Publications
Quantum many-body simulation of finite-temperature systems with sampling a series expansion of a quantum imaginary-time evolution
Simulating thermal-equilibrium properties at finite temperature plays a crucial role in studying the nature of quantum many-body systems. In particular, implementing a finite-temperature simulation on a quantum computer is expected to overcome the difficulty in simulating large-sized systems, for which the quantum Monte-Carlo technique on a classical computer suffers from the sign problem in general. While several methods suitable for fault-tolerant quantum computing (FTQC) devices are expected to be useful in studying large-scale quantum many-body systems, those proposed so far involve a large number of ancilla qubits and a deep quantum circuit with many basic gates, making them unsuitable for the early-FTQC era, i.e., the early stage of the FTQC era, at which only a limited number of qubits and quantum gates are available.
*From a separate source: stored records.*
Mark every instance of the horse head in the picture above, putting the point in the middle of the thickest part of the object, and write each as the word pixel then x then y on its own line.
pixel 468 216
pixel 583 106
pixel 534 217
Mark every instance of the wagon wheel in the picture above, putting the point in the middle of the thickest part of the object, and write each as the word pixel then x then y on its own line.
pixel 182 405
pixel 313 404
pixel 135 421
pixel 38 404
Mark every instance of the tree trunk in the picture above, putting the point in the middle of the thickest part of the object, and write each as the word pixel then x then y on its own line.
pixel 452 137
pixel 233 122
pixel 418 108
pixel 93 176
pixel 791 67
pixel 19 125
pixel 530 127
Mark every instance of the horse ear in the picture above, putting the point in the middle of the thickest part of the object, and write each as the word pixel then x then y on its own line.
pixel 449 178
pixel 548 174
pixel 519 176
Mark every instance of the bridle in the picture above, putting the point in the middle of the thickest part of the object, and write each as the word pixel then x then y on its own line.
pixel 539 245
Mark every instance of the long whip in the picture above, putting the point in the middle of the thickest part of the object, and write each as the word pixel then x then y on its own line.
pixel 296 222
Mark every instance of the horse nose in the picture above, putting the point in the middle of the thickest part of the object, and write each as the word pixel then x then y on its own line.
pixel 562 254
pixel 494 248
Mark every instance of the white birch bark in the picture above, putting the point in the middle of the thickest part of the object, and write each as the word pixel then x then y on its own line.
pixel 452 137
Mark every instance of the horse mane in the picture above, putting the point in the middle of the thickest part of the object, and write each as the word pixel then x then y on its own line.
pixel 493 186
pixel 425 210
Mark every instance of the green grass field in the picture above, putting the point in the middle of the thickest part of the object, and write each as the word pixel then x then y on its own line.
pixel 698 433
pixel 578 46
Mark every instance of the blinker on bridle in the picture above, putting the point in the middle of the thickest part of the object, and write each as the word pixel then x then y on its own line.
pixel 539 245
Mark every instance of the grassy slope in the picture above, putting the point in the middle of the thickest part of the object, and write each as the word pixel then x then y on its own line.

In this paper, we propose a method suitable for quantum devices in this early stage to calculate the thermal-equilibrium expectation value of an observable at finite temperature. Our proposal, named the Markov-chain Monte Carlo with sampled-pairs of unitaries (MCMC-SPU) algorithm, is based on sampling simple quantum circuits and generating the corresponding statistical ensembles, and overcomes the difficulties in the resource requirements and the decay in probability associated with postselection of measurement outcomes on ancilla qubits. We demonstrate the validity of our proposal by performing a numerical simulation of the MCMC-SPU algorithm on the one-dimensional transverse-field Ising model as an illustrative example.